While your oven is warming up your entire house, take two cups or 8-1/2 ounces of the baking mix and put it in the bowl. Add four ounces or 1/2 cup of freezing cold butter to your baking mix and work it together with your fingers, a fork or a pastry cutter. Leave some small pieces of butter visible. It’s super important not to over mix, but at the same time, don’t be afraid. They are only biscuits after all.
In a separate bowl whisk together 2-5/8 ounces or 1/3 cup cold rice milk and 2 large eggs.
Gently stir the wet ingredients into the dry ingredients. Now, your dough will not feel or look right here, but don’t panic. Remember you are using ingredients that lend a different texture and consistency, so things are going to seem a little weird. Keep moving forward.
Lightly cover your counter top with baking mix and put your dough on top.
Place the dough on the counter even though you are panicking. It will be okay, I promise. Turn the dough over four times and then pat it out until it’s about 3/4 of an inch thick.
Cut your biscuits out with a biscuit cutter or an upside down glass and place them on a parchment lined sheet pan. Gather the dough scraps and squish them into a ball and pat them out until they are 3/4 of an inch thick. Repeat the cutting process until you have used all the scraps.
If you’d like your biscuits to brown nicely, brush each one with a little bit of rice milk. I did not brush mine because I knew I was going to be covering them with strawberries. It’s up to you. Place them in the oven for 5 minutes and then turn the pan around and put them back in for about 3 or 4 more minutes and your biscuits should be about finished.

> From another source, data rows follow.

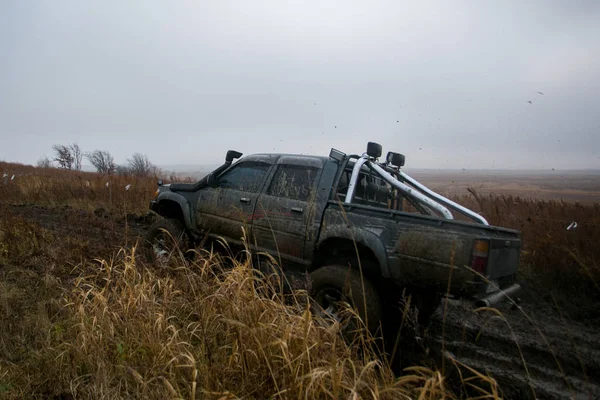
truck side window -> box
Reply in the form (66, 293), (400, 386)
(267, 165), (319, 201)
(218, 162), (269, 192)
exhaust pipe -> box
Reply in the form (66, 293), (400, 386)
(475, 283), (521, 307)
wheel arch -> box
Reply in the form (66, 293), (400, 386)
(157, 193), (193, 230)
(312, 226), (389, 278)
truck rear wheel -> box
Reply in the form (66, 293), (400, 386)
(310, 265), (381, 332)
(144, 218), (189, 264)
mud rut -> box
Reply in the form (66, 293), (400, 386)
(9, 205), (600, 399)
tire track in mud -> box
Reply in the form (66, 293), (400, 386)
(7, 204), (600, 399)
(426, 299), (600, 399)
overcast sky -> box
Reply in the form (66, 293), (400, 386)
(0, 0), (600, 169)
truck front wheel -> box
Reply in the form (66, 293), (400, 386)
(310, 265), (381, 332)
(144, 218), (189, 264)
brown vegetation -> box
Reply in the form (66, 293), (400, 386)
(0, 163), (600, 399)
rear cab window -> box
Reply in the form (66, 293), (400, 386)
(267, 164), (319, 201)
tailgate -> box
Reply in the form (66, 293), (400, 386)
(487, 238), (521, 280)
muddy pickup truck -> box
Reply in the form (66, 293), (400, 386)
(146, 142), (521, 329)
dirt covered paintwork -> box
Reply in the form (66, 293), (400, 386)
(152, 150), (520, 296)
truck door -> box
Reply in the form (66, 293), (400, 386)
(196, 161), (271, 244)
(252, 164), (321, 263)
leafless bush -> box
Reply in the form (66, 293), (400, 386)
(52, 144), (75, 169)
(85, 150), (116, 175)
(37, 156), (52, 168)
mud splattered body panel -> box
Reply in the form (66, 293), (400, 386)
(159, 154), (521, 295)
(321, 202), (520, 295)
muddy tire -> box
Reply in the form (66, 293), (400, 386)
(310, 265), (381, 332)
(144, 218), (190, 263)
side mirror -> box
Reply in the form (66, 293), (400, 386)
(225, 150), (243, 163)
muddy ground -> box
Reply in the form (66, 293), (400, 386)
(4, 204), (600, 399)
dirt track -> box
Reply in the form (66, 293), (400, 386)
(9, 205), (600, 399)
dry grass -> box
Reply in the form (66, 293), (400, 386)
(0, 163), (600, 399)
(0, 228), (498, 399)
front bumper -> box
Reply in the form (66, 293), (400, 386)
(475, 283), (522, 307)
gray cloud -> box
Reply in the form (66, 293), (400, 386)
(0, 1), (600, 168)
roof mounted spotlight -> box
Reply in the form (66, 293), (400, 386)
(367, 142), (382, 158)
(329, 148), (346, 161)
(385, 151), (406, 168)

Once your biscuits are finished place them on a cooling rack and take your metal bowl out of the freezer. I used my Kitchen Aid mixer, so the whisk attachment and bowl were stuffed in our tiny freezer. Take your coconut milk, preferably Thai Kitchen brand, and turn the can upside down. Open the can, and like magic, all the milk will be right at the top.Pour the milk into a cup if it’s an ingredient you’ll use later in a smoothie or oats and then you will see the coconut. Scoop the coconut out with a spoon into your bowl. It all comes out, trust me.
Now, add a spoonful of powdered sugar and a dash of vanilla.
I realize my measurements are not precise, but with this recipe you have to start somewhere and a spoonful and a dash is as good of a place as any.
Now, turn your mixer on and whip!
Within about one minute the coconut will become light and airy. I used my Kitchen Aid so I had to keep scraping down the sides of the bowl and it took longer, but my coconut reached it’s whipped state after about three minutes.
Keep tasting your whipped cream as you go along and add more sugar and vanilla to suit your needs. You can also add other flavors like almond, cinnamon, and chocolate. Mr. MVP says that coconut whipped cream tastes like cool whip, but has a coconut aftertaste. I thoroughly loved it. It was cold and creamy.
I chopped strawberries and because we are purists at Team VP we didn’t add any sugar. The berries were sweet and delicious.
We piled the strawberries on top of the biscuits and put whipped cream on top, *sigh*, it was almost like getting engaged all over again.